本・花・鳥(ほん・か・どり)

本とか植物とか野鳥とか音楽とか

2006年ベスト10

出版年とは関係なく、順不同で
昨年読んだ本のうちのベスト10を選んでみました。
本文は続き画面でどうぞ。


東京の下町で古本屋を営む一家は4世代8人が暮らす大家族で、ここにやや不思議な謎をからめながら涙と笑いの人情ドラマが展開される、ハートウォーミングな家族ミステリーでした。書評などでホームドラマの雰囲気と書かれていますが、本編にもホームドラマへの献辞があります。物語を語るのはすでに亡くなっているおばあさんの幽霊ですが、さしずめ京塚昌子山岡久乃の役どころでしょうか。





10才の香な子とコーモリ少年の交流を描く小学生恋愛小説。
ユーモラスで微笑ましくて切なくて、素敵な物語です。





大久保長安の死後、長安が差配してきた八王子千人同心の間に持ち上がった騒動を、
17才の少年たちを中心に描いた時代青春小説。
少年から青年への成長を、八王子の特産になった養蚕の齢に例え、
上手い効果を出しています。





映画化されてヒットした青春小説の傑作。
身勝手で根性悪のロリータちゃんと気の良いヤンキーちゃんの、
ボケとツッコミの友情物語が何とも言えずコミカルで痛快です。





後北條三代目・氷龍(こおりのりゅう)北條氏康と、義弟に当たる焔虎(ほのおのとら)北條綱成の二人の、成長と友情と苦闘を描く歴史大作。大方の海道龍一朗作品同様、熱く痛快で気持の良い好漢たちの物語です。

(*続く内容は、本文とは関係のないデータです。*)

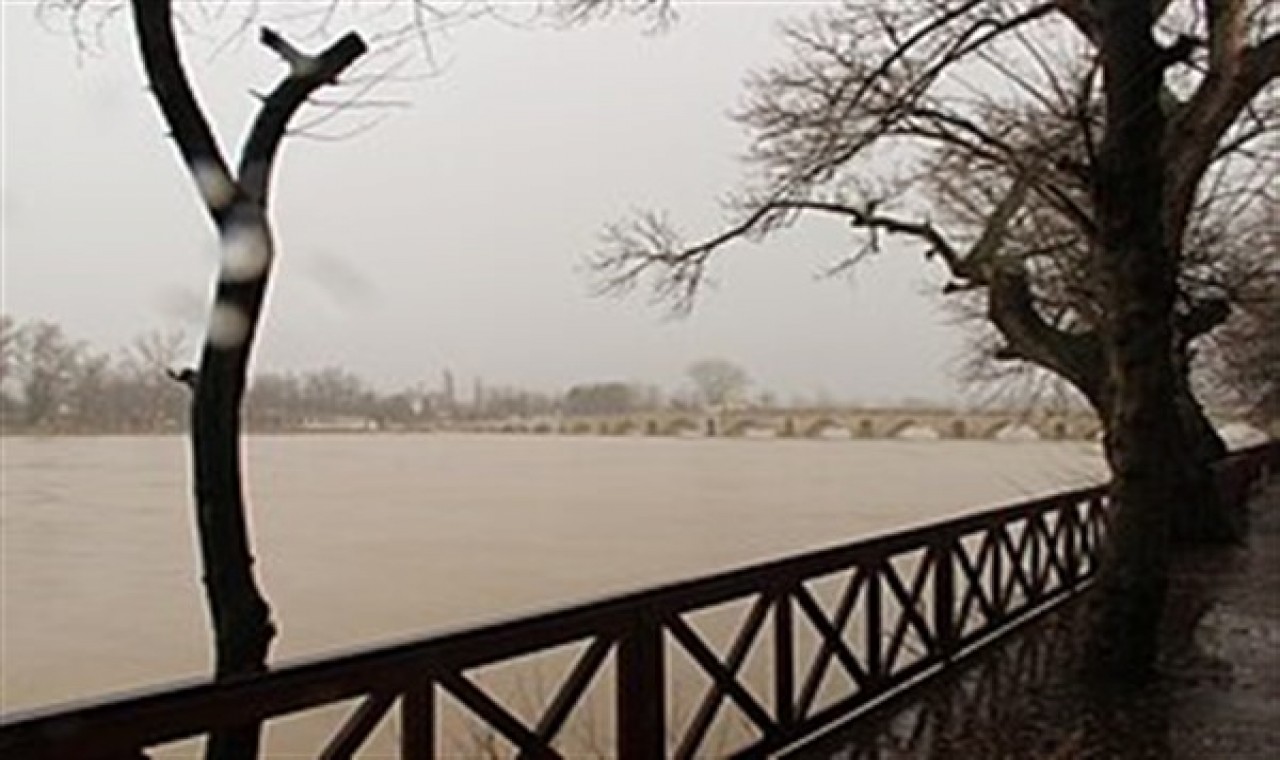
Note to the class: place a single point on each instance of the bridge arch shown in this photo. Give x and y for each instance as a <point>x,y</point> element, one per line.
<point>1013,430</point>
<point>910,427</point>
<point>682,426</point>
<point>823,426</point>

海水浴場に汚物を垂れ流しているギャンブル船が許せずに忍び込んで沈めてしまい、
逮捕されてしまった父親の汚名を晴らさんと奮闘努力するノア少年の活躍を描いています。普通の少年の正義感と勇気が心地よいヤングアダルトノベル。





無邪気で身勝手で天真爛漫で自己中心的な精神科医・伊良部のもとを訪れる患者は間違いなく伊良部に翻弄されるのですが、何故かこれが癒しになるのでした(笑)。爆笑ものです。

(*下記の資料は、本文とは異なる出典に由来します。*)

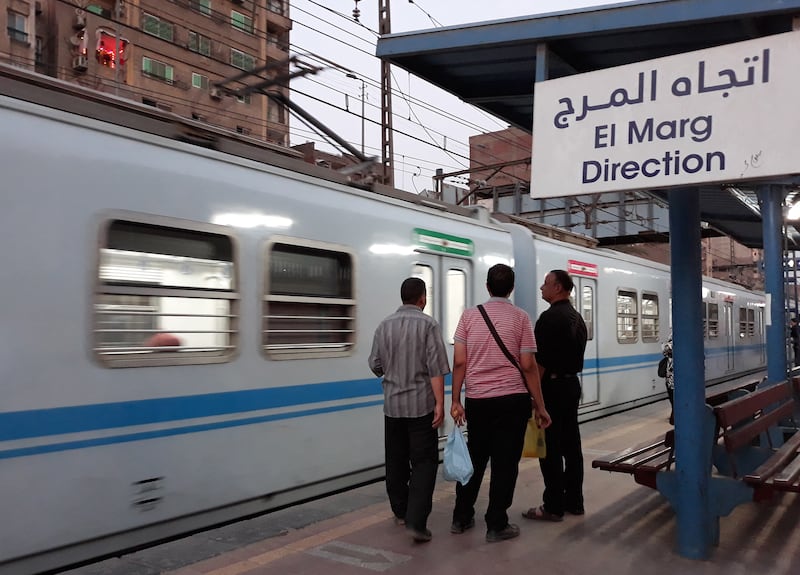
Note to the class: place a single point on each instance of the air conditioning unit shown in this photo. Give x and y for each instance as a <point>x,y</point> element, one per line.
<point>80,63</point>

両親の葬儀のさなか、長い間行方不明になっていた姉の死亡通知が届き、中年ダメ男スミシーは発作的にアメリカ大陸横断の自転車行に出かけます。奇矯な姉に振り回された、しかし暖かい家庭のあった過去を回想しながらの旅がセンチメンタルでユーモラスで・・・。中年ダメ男に妙に共感しました(笑)。




異能の絵師・葛飾北斎とその周辺にいるこれまた奇妙な人物たちを、情緒たっぷりにユーモラスに描いた傑作コミック。

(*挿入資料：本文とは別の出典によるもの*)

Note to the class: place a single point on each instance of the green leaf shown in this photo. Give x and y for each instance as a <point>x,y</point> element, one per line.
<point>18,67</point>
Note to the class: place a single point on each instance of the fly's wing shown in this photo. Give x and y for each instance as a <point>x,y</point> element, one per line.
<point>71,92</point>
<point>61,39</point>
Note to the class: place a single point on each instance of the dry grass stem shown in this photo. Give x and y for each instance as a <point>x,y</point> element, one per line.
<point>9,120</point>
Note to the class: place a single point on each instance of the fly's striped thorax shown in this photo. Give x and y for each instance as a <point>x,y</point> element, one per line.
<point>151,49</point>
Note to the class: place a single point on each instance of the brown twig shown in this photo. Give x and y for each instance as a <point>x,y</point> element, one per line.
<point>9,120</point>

全19巻を昨年内に読み切れるか微妙でしたが何とか読了。腐敗した宋に叛乱を起こした梁山泊の志は、弾圧された学生運動の記憶とリンクしているのでしょう。いかにもな豪傑や快男児ではなく、心の中に鬱屈や弱さや捻れた部分を抱えながら、それでも必死に戦う戦士たちが魅力的で、さすがハードボイルドの旗手だなぁと思います。